By Krishnan V. Chakravarthy, MD, PhD, pain medicine specialist, UC San Diego Health   |   May 22, 2020

Chronic pain affects approximately 50 million — or one in five — people in the United States. The impact is felt across age groups, and the economic burden on the nation’s health care system exceeds $500 billion in direct medical costs, lost productivity and disability, according to a 2016 report.

spinal cord stimulator device

Burst spinal cord stimulator device.

Pain is often perceived as only a physical phenomenon. It’s easy to overlook its psychological toll. According to two reviewarticles published in Pain Medicine, a significant relationship exists between pain symptoms and psychological maladies like depression — making it critical that we address the unmet mental health needs of patients with chronic pain.

As chronic pain therapies continually evolve — and especially as we look for alternatives to opioids — spinal cord stimulation (SCS) is becoming an area of growing interest and opportunity. Spinal cord stimulators are small devices implanted in the lower back of patients with certain types of chronic nerve pain. The device electrically stimulates the spinal cord to help block pain signals. The design and functionality of SCS devices have evolved over the past several decades to now include advances such as smaller batteries, wireless connectivity and novel stimulation patterns.

One of the latest advancements in SCS is using waveform — or burst — stimulation patterns, which mimic the natural signaling patterns found in the brain. The device stimulates the spinal cord in short, repeated bursts, rather than continuously. At the Center for Pain Medicine at UC San Diego Health, we were the first in Southern California to offer burst SCS therapy using a novel dosing platform, and we’re now exploring how to best customize the stimulation patterns for our patients. We recently published a dosing protocol in Neuromodulation: Technology at the Neural Interface.

The burst approach uses lower doses of stimulation to extend the system’s longevity. And when set to the lowest dose setting, the primary cell battery can function for years — rather than days — without being recharged. For patients this translates to a more hassle-free experience that can potentially last up to 10 years without recharging the device.

Chakravarthy, Zhu and Erikson

Left to right: Kirk Erikson, Abbott clinical specialist, Alyssa Zhu, MD, chronic pain fellow at UC San Diego Health and Krishnan Chakravarthy, MD, PhD.

Burst stimulation may also help us overcome a major problem in SCS therapy — some patients using SCS can become tolerant to constant stimulation over time, and it loses its effectiveness. Because loss of pain relief is often the reason patients have their spinal cord systems removed, working around this issue is a vital part of long-term therapy.

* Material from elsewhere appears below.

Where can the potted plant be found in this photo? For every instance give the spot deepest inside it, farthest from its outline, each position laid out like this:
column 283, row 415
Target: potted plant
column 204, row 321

When it comes to the effectiveness of burst stimulation, the most rigorous evidence collected to date is from our large systematic analysis of data involving pain centers around the world over the course of the last 10 years. We found an overall improvement in reported global pain scores. That suggests that, while patients can get improvement in their physical pain, burst SCS also had an impact on their psychological interpretation of pain and can also potentially alleviate suffering. Compared to baseline, patients who received burst stimulation had a reduction in the most sensitive clinical scales used to measure the psychological component of pain, including catastrophizing, pain vigilance and awareness.

As we continue to explore advancements in neurostimulation and the need for innovative therapies in chronic pain management — options that address the physical and emotional components of a patient’s well-being are critical — it is indeed an inspiring time to be working in this field both as a physician and the patients that we treat.

Krishnan Chakravarthy, MD, PhD is an assistant clinical professor of anesthesiology at UC San Diego School of Medicine and a pain medicine specialist at UC San Diego Health.